I'm very confident that V12 is not what Douma thinks it is in that video.
I'm not saying V12 is a monolithic neural network, but it is vastly different than V11 in that it gets rid of human semantics and heuristics in all parts of the architecture
Likewise, V12 makes no use of human concepts like lanes, stop signs
That will be a major problem trying to connect it to the maps and desired routing information. Humans are explicitly instructed on what a lane is, a stop sign and all the other semantic content of safe driving is about.
Going to V12 helps get rid of labelers, but it's going to make engineering the correct policy that much more difficult. A human driving instructor gives explicit feedback in words to people who do understand those concepts. In new situations, humans really do reason out thinking about stop-signs, lanes, and signs---not the intuitive gut-feeling that a purely observationally trained perception & policy grey goo stack would do.
Otherwise you're going to get the equivalent of a clever dog or chimpanzee who watches its humans drive, but don't fully understand the requirements. They could do a decent job of mimicking behavior around their training set but are otherwise entirely inappropriate drivers for a robo.
Maybe they have some new trick, but switching to Yet Another Totally New Architecture means practical robodriving is many years away.
V11 was totally dependent on autolabeled and manually-labeled human concepts like this.
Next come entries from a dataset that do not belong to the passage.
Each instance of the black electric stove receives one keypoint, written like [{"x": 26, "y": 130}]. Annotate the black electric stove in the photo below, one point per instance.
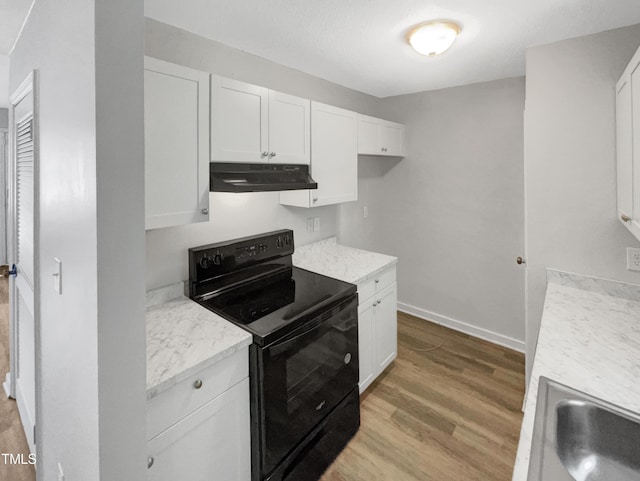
[{"x": 304, "y": 359}]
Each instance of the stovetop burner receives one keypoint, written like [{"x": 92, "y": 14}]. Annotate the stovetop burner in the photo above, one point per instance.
[{"x": 252, "y": 283}]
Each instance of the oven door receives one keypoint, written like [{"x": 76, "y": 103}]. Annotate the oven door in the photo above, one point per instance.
[{"x": 305, "y": 375}]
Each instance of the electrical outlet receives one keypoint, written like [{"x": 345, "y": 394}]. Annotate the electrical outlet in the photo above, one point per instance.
[{"x": 633, "y": 259}]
You can't feed V12 "dirty" ideas like the V11 BEV and autolabeled world representation and expect a good output. e2e thrives on pure, raw data and you need to massage the architecture and data to get the outputs you desire.
They could still make ML mappings from the mysterious internal mappings of V12 into the previously labeled results for visualization. The difference that the labeled data isn't used in the primary loss function for training the net and it will be less reflective of the elements it uses for decisioning. Which will make it harder to craft human feedback when ChatGPT style "read everything" is insufficient.
LLMs already have problems making plausible but wrong answers. The equivalent here would be incorrectly, and confidently, driving into the wrong lane, or doing so with the wrong signal light. Doing the wrong thing when a human traffic control overrides signals.